The World Solar Challenge is an exciting race to find the best solar car in the world. That makes for serious competition between countries. But there are also some interesting contests within countries. The most obvious is between Nuon (3) and Twente (21), who came first and second in the Challenger class last time.
Within Japan, Tokai University (10, Tokai Challenger, above) has a long tradition of excellence in the Challenger class, winning in 2009 and 2011, and coming at least 3rd since then (see chart at top). Their elegant new car is radically different from anything else in the competition, and looks fast.
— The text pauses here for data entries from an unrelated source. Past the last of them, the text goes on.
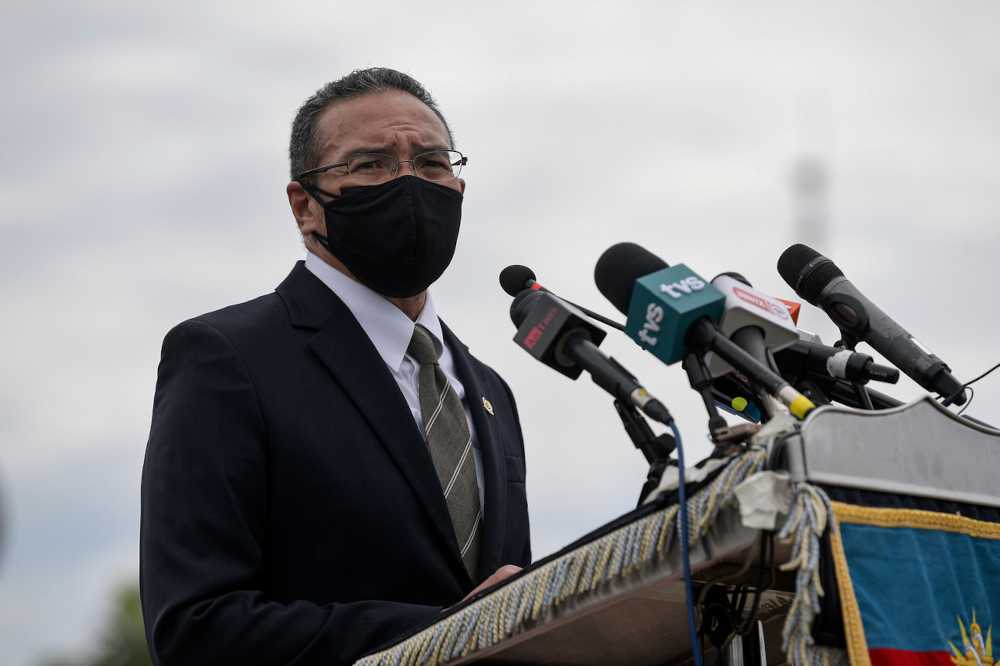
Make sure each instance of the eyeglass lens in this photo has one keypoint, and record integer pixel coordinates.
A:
(376, 167)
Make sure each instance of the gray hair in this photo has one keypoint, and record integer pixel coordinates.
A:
(304, 146)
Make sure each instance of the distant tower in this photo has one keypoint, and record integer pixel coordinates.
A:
(810, 186)
(810, 171)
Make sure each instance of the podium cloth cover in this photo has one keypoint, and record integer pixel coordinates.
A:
(916, 587)
(618, 551)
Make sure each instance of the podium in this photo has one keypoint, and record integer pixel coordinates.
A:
(617, 595)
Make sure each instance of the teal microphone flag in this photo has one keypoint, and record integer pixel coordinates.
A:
(664, 304)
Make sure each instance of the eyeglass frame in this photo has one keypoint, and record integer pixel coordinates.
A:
(323, 169)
Kogakuin University (88) raced in the Cruiser class in 2015, with an innovative design that almost won. This year, they have an equally innovative car in the Challenger class (Wing, below). Can Kogakuin take over the leading Challenger role in Japan? Can their car win against the equally streamlined Tokai vehicle? Or will Goko or Nagoya make a dramatic leap upwards from their 14th-place and 16th-place finishes in 2015? Only time will tell.
It’s going to be a very interesting battle between the 4sqm Si bullet cars from Japan, the multi-junction panelled bullet car from Michigan and the catamarans with either 4 or 2.64 sqm panels (from Belgium, Netherlands and others).
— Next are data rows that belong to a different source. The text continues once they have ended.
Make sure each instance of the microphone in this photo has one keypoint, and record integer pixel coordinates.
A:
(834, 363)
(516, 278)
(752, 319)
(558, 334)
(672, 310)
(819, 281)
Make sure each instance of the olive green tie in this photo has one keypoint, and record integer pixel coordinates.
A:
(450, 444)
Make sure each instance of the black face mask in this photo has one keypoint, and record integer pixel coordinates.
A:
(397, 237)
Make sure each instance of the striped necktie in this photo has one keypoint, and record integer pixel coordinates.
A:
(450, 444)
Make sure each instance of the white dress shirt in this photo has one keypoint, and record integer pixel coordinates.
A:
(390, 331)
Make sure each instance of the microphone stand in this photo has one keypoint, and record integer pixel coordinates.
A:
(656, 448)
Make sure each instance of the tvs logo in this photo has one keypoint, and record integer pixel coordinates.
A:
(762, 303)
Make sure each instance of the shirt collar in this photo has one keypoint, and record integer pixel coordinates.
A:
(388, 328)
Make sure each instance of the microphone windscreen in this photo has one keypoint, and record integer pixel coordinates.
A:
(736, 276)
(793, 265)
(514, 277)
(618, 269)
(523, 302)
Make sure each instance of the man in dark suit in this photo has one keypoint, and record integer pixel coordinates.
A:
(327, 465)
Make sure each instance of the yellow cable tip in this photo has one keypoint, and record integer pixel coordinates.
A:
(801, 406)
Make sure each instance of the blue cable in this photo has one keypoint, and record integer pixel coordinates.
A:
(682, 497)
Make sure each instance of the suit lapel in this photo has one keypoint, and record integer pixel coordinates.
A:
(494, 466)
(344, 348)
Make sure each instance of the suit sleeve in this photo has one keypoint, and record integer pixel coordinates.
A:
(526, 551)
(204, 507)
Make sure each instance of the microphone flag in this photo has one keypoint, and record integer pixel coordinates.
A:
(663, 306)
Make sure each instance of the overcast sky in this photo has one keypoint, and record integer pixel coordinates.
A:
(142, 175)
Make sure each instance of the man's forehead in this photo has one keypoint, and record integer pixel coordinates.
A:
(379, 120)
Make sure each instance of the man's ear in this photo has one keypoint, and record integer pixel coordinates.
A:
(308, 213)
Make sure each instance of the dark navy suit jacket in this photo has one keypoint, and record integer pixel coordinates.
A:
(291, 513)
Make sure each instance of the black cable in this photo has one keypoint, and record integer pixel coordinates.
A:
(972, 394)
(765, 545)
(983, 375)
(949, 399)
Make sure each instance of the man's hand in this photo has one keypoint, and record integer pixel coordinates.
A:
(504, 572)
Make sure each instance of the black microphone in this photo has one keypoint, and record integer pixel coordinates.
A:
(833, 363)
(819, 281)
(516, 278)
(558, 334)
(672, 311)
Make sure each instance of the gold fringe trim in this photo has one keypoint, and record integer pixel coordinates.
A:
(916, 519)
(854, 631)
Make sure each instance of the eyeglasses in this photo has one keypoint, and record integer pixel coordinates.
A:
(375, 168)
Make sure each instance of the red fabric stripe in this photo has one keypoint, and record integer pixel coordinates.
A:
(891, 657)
Also wondering how the normalising of the array works on the Japanese cars. And of course if those narrow cars will be safe in the natural or roadtrain created winds in the outback.
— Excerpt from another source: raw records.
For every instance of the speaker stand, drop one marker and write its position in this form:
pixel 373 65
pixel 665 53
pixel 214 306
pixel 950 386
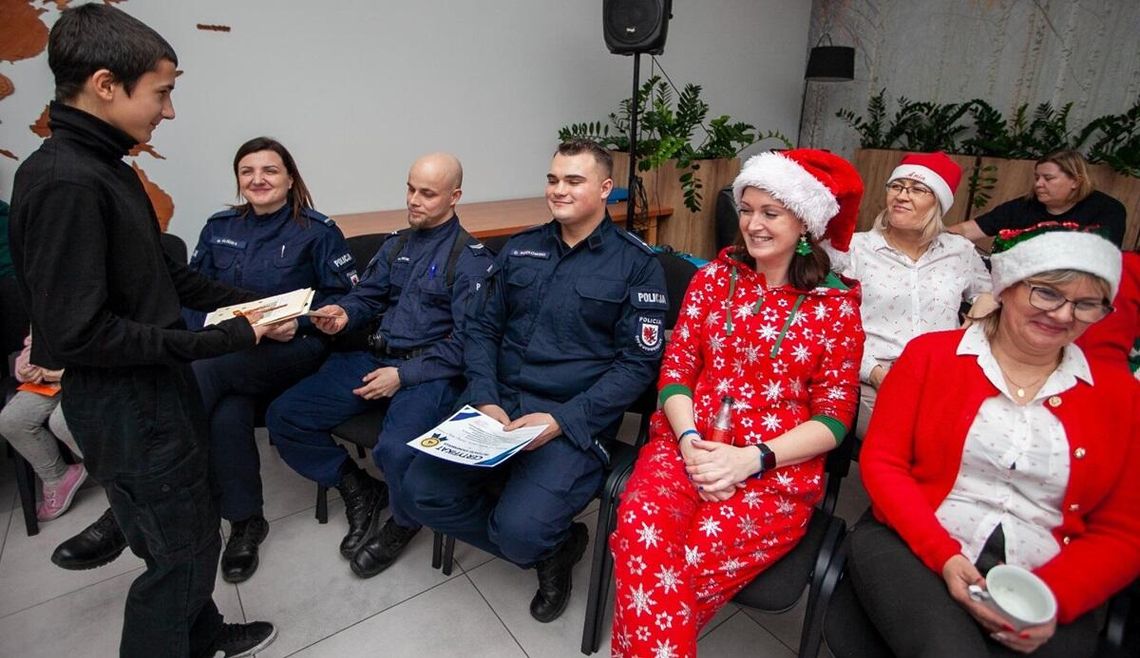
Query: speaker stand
pixel 630 205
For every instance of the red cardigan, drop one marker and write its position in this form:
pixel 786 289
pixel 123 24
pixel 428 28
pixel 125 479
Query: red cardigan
pixel 913 451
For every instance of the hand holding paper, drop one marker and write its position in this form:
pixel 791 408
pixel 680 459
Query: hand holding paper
pixel 475 439
pixel 267 310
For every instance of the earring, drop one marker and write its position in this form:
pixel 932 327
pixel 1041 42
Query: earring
pixel 803 248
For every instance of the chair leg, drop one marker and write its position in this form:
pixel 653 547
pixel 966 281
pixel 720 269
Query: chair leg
pixel 448 554
pixel 437 550
pixel 600 573
pixel 819 600
pixel 322 504
pixel 25 482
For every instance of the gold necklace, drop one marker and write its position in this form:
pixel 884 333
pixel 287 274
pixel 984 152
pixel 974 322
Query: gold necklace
pixel 1020 388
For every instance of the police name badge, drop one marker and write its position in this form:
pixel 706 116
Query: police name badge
pixel 649 333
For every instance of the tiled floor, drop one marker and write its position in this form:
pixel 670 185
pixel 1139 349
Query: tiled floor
pixel 320 608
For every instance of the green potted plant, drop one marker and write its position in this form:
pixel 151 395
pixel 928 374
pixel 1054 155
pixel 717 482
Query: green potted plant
pixel 681 152
pixel 673 129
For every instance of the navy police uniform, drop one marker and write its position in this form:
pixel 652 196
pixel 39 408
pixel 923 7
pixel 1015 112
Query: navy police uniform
pixel 421 305
pixel 576 333
pixel 268 254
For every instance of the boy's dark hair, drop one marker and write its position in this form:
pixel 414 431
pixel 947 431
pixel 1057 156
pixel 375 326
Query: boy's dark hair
pixel 601 156
pixel 299 196
pixel 92 37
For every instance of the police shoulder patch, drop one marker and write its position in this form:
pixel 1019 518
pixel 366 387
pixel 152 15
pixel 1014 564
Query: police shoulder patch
pixel 649 333
pixel 318 217
pixel 649 298
pixel 641 244
pixel 228 213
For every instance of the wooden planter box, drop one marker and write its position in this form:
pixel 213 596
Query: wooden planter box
pixel 684 230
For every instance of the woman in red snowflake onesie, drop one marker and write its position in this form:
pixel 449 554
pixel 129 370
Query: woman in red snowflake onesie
pixel 767 324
And we also have the somewhat different bullet car Naledi from NWU.
We are probably up for one of the most exciting races in many years as far as design solutions are concerned.
Absolutely! It’s become very hard to pick the most likely winner. I’m very excited by the prospect of seeing those cars race.
And yes, stability in the face of wind gusts could be a worry, especially for Tokai, Kogakuin, and Naledi.